The Kuwait Fund has been a long-standing leader in the fight against NTDs.  You were with us before and when we formed APOC, and you were with us when we formed ESPEN.  We anticipate that we will be together when we all celebrate the end of the 5 PC NTDs from the African continent in a few years.

I remember that it was in Kuwait that the historic decision that the African Programme for Onchocerciasis had succeeded in Onchocerciasis Control, and that we would set the ambition towards elimination focus broadly on the PCT NTDs was taken. It is thus very fitting that our first engagement in getting support for ESPEN from the Gulf States should be in Kuwait at the invitation of the Kuwait Fund.

. Thank you for convening current – and what we hope will be new – partners for ESPEN in the fight against NTDs.

Thank you to all our valuable ESPEN partners, for your support to this fight to protect some of the world’s most vulnerable people from these ancient diseases and for joining us here on this occasion.

Ladies and gentlemen, the elimination of NTDs from Africa requires global commitment, essential medicines, financial resources, technical guidance and above all political leadership.

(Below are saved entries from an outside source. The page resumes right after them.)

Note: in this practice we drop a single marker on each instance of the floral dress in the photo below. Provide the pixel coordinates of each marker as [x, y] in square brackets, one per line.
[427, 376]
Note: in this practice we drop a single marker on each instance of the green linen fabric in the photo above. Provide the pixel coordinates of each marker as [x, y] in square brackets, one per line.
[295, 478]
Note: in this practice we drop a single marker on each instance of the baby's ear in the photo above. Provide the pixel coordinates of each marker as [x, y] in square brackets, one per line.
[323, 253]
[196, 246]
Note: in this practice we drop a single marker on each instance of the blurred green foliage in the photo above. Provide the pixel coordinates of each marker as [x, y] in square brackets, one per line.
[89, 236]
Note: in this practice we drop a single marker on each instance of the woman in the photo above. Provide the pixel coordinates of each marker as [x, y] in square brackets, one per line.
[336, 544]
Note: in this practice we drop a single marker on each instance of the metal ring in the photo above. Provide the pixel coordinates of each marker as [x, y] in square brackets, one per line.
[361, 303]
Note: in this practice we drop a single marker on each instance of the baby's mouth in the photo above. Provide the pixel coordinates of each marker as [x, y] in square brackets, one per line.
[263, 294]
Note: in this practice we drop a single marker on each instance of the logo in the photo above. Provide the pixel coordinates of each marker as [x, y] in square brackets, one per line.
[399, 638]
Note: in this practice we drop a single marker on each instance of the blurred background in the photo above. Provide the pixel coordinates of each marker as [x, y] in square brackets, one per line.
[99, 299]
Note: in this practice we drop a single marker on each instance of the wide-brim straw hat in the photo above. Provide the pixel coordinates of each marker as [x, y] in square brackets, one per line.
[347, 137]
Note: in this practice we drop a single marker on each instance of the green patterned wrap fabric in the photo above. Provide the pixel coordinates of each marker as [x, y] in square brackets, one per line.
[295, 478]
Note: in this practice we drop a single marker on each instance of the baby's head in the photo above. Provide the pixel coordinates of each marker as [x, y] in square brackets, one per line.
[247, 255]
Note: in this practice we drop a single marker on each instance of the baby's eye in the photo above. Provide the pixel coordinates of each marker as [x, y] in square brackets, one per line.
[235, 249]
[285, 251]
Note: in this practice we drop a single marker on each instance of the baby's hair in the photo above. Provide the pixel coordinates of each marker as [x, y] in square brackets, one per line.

Many of the pieces of this puzzle have been assembled: The world has convened behind a global goal of the January 2012 London Declaration on Neglected Tropical Diseases to control and eliminate 10 NTDs by 2020. Public and private sector resources and partners have been mobilized. 

And in a critical move to rally political leadership and technical capacity in each endemic country, the Director General of the World Health Organization launched ESPEN in 2016. 

ESPEN is the Expanded Special Project for the Elimination of Neglected Tropical Diseases, built on a spirit of partnership between endemic country governments, WHO and all NTD partners and donors, public and private sectors, hosted and managed by the World Health Organization Regional Office for Africa.

Since it is nested within WHO, ESPEN is in the best position to share technical expertise to guide countries to beat NTDs, taking advantage of WHO’s presence in the 47 countries of the African region and several in the EMRO Region.

Over the next two days, as we collectively explore out how to resource ESPEN, we will work out how to reach the last mile with essential prevention tools and new partnerships.  By financing ESPEN, we will know how best to reach our NTD targets on the African continent. I look forward to engaging on this reflection and discussion with you.

Ladies and gentlemen, in just one year, ESPEN’s remarkable achievements demonstrate its excellent value for money by bringing better health to millions of people for just 50 cents per person per year. 

ESPEN is making sure that valuable donated the drugs reach and are used by the people that need them: we succeeded in recovering 132 million tablets that had been misplaced in national systems through supply chain analysis in seven countries. They can now be used to treat people resulting in huge savings.

ESPEN makes sure that NTD programmes and their partners have the data and to make decisions and take action they need: We developed Africa’s first baseline endemicity atlas of the 5 PC-NTDs, and recently launched an NTD portal where data is being shared among 41 countries for evidence-based decision-making.

Over this year, we have learned that our elimination goals can be reached only if we follow three courses of action.

Firstly, political commitment is critical for achieving success, which will only come when countries are in the driving seat. We work hard with the leadership of endemic countries to achieve this.

Secondly, we need to continue to provide guidance and technical insight to policymakers and programme managers in countries who are tackling the NTDs in their countries.

And the final course of action is to continue to encourage the community of partners – including donors, pharmaceutical companies, technical agencies, nongovernmental organizations (NGOs), philanthropists and academia – to maintain and increase their commitments to overcoming NTDs.

In closing, I would like to say how very encouraged and inspired I am by the work ESPEN and our partners are doing to advance our collective elimination agenda. We are well on our way to making history. I am sure that together we will succeed in building a healthier, more productive and prosperous Africa. I look forward to continuing this journey, with the partnerships that we hope to build following this meeting, InshAllah, being added to our existing partners.